Preliminarily, we note that, within his brief, Cirillo has raised sixteen
issues, several of which have multiple subparts. Justice Robert H. Jackson
warned of the dangers of this shotgun approach many years ago:
Legal contentions, like the currency, depreciate through
overissue. The mind of an appellate judge is habitually
receptive to the suggestion that a lower court committed an
error. But receptiveness declines as the number of assigned
errors increases.
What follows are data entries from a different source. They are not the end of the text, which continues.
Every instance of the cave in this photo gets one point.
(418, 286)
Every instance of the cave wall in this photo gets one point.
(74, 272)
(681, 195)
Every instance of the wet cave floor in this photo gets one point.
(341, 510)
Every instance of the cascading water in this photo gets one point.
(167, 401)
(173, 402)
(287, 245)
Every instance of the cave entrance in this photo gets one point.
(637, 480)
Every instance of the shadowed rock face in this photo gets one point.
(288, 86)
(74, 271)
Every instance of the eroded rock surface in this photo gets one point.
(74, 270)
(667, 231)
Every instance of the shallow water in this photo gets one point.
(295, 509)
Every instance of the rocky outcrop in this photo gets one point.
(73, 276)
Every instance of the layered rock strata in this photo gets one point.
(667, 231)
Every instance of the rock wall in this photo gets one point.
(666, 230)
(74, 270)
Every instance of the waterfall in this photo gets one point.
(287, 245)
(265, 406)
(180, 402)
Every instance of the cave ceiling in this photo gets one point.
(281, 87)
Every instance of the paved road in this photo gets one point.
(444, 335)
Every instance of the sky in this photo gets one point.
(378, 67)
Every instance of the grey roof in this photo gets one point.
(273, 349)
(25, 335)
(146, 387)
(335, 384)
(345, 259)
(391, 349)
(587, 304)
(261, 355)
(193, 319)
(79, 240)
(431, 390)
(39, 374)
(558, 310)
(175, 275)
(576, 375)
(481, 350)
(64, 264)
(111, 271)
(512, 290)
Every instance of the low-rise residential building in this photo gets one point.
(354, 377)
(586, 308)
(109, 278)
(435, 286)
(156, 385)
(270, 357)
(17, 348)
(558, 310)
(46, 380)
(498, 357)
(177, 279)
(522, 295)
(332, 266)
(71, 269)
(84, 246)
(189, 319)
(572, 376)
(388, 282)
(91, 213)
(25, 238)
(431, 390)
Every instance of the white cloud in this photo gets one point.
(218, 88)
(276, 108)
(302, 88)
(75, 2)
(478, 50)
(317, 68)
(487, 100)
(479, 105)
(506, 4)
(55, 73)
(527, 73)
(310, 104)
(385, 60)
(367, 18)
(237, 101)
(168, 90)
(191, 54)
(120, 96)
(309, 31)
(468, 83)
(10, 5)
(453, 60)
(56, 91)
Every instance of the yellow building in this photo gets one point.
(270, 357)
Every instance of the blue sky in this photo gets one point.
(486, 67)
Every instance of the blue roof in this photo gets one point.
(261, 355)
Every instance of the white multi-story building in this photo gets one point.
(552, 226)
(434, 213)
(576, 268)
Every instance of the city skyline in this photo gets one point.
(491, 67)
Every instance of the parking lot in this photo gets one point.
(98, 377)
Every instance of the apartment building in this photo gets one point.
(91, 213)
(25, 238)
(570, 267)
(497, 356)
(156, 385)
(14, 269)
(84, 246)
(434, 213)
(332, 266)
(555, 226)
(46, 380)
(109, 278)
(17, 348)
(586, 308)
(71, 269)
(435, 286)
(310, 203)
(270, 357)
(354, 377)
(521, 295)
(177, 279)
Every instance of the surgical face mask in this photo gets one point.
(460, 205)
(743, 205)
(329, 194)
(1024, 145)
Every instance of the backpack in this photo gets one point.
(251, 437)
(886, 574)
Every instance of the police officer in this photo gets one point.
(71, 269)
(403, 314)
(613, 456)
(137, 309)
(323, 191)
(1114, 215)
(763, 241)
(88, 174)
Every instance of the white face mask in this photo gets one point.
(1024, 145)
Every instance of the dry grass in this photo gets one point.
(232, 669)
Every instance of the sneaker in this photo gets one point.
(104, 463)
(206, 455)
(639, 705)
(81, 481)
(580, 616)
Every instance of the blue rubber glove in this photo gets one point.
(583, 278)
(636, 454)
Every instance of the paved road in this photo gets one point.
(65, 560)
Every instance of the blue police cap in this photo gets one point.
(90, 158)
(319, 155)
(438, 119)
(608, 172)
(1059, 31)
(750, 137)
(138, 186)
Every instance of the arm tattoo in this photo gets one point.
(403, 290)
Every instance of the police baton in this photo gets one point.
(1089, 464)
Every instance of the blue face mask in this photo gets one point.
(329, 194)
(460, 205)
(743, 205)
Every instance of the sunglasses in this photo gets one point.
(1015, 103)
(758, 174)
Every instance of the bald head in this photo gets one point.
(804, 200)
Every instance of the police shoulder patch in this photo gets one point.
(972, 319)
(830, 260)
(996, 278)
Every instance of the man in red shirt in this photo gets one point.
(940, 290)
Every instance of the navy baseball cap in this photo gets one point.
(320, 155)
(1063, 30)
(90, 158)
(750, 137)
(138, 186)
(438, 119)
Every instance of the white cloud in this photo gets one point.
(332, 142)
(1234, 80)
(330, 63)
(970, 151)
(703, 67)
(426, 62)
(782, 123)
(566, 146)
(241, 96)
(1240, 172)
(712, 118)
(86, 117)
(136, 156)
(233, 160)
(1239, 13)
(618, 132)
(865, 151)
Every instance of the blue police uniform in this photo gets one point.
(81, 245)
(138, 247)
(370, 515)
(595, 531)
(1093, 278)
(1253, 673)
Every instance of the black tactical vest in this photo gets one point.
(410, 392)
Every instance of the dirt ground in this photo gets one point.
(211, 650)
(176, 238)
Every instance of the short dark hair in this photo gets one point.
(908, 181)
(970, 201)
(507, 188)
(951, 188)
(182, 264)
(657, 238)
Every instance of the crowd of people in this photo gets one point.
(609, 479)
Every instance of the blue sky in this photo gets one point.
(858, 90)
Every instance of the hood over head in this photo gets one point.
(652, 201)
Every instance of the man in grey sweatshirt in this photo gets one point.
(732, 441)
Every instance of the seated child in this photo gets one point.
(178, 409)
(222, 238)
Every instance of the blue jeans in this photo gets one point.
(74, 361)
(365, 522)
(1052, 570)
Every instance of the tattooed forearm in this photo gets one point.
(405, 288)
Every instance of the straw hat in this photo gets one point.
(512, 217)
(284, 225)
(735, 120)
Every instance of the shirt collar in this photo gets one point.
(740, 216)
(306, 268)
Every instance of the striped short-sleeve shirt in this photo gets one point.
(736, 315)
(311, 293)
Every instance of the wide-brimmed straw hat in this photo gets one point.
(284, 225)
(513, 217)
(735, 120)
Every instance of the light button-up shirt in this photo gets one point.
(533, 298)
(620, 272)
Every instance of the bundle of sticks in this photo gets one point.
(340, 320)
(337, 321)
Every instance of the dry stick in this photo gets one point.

Multiplicity hints at a lack of confidence in
any one. Of course, I have not forgotten the reluctance with
which a lawyer abandons even the weakest point lest it
prove alluring to the same kind of judge. But experience on
the bench convinces me that multiplying assignments of
error will dilute and weaken a good case and will not save a
bad one.
Ruggero, J. Aldisert, J., “Winning on Appeal: Better Briefs and Oral
Argument,” at 130 (2d ed. 2003) (quoting Robert H. Jackson. “Advocacy
Before the United States Supreme Court,” 37 Cornell L.Q. 1, 5 (1951)). Our
Supreme Court has concluded that this “much quoted” advice, unfortunately,
“often ‘rings hollow[.]’” Commonwealth v. Robinson, 864 A.2d 460, 480
n.28 (Pa. 2004) (citing Ruggero J. Aldisert, J., “The Appellate Bar:
Professional Competence and Professional Responsibility—A view from the
Jaundiced Eye of the Appellate Judge,” 11 Cap. U.L. Rev. 445, 458 (1982)).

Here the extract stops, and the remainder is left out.